神様のお告げだと人は言った。わたしはそれを信じていないわ、けれどその言葉が本当に神様の言葉なのだとしたら私はどうすればよいのかしら。神様が本当に言ったのだとしたら、信徒であるわたしはその言葉を信じない為に罰を受けるのよね。そんな些細なことで罰を受けるだなんて神様は随分と心が狭いのね。わたしはそう言って目の前の彼を嘲笑したの。

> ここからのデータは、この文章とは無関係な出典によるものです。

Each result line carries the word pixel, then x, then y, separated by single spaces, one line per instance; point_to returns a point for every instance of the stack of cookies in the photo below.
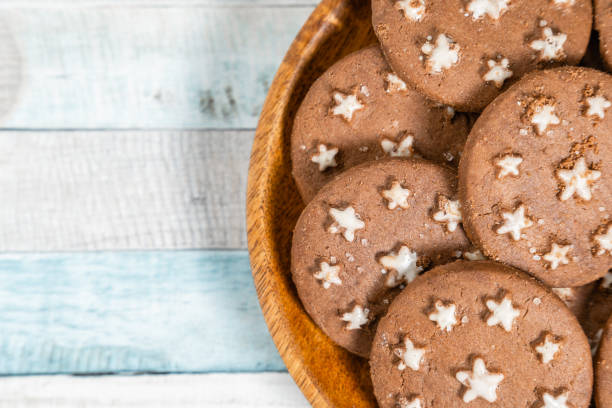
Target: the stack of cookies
pixel 458 226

くすりと笑うわたしに、貴方は恐らく苛立ったのね。立ち上がって何か言葉を発しているわ。けれどわたしには何一つとして届かないの。ああごめんなさい、貴方が何を言っているのか何一つとして分からない。
貴方のことを馬鹿にしているわけではないわ、けれど駄目、だって分からないんですもの。分からないものに頷く程わたしも酷い人間じゃないわ。その話が貴方にとって大切な事なのだとしたらわたしはそれに手を掛けた最低な戦犯になってしまう。それもそれで面白そうだけど貴方が困ってしまうのは少し嫌、だからわたしは何も言わずに目を瞑る。それでいいの、それで。
貴方が幸福になる選択肢を選んだだけ、それが必ずしもわたしにとっての幸福となるわけではない。そうでしょう、貴方もそう思うでしょう?わたしの幸せは貴方の幸せでもないし、貴方の幸せはわたしの幸せでもないの。
貴方が幸せならわたしも幸せよ、なんて人はよく言うけれどあんな綺麗事わたしにはとても無理だわ、だってわたしはこういう人間なんですもの。
「   」
そうね、それでいいかもしれないわ。
聞こえてもいないのにそんな嘘をわたしは吐くの。素敵でしょう、何も知らないまま貴方を傷付ける嘘を吐くのって。わたしの一つ一つで貴方が困った表情をする、そんな瞬間がわたしは堪らなく好きで仕方がない。
ねえ、わたしの気まぐれに振り回される気分はどう?そう思って貴方を見れば、酷く悲しそうな表情でわたしをただ見つめるの。
そうね、その顔が一番いいわ。

「ナマエ」
「貴方はそれでいいの」
「ナマエ…」
「貴方のその顔大好きよ」
「君は、どうして」
「貴方が好きよ、ああ、でもやっぱり好きじゃないわ」

虚ろな表情。貴方は一体何を感じて何に苦しんでいるのかしら。
何も分からないわたしが知った事では、ないけれど。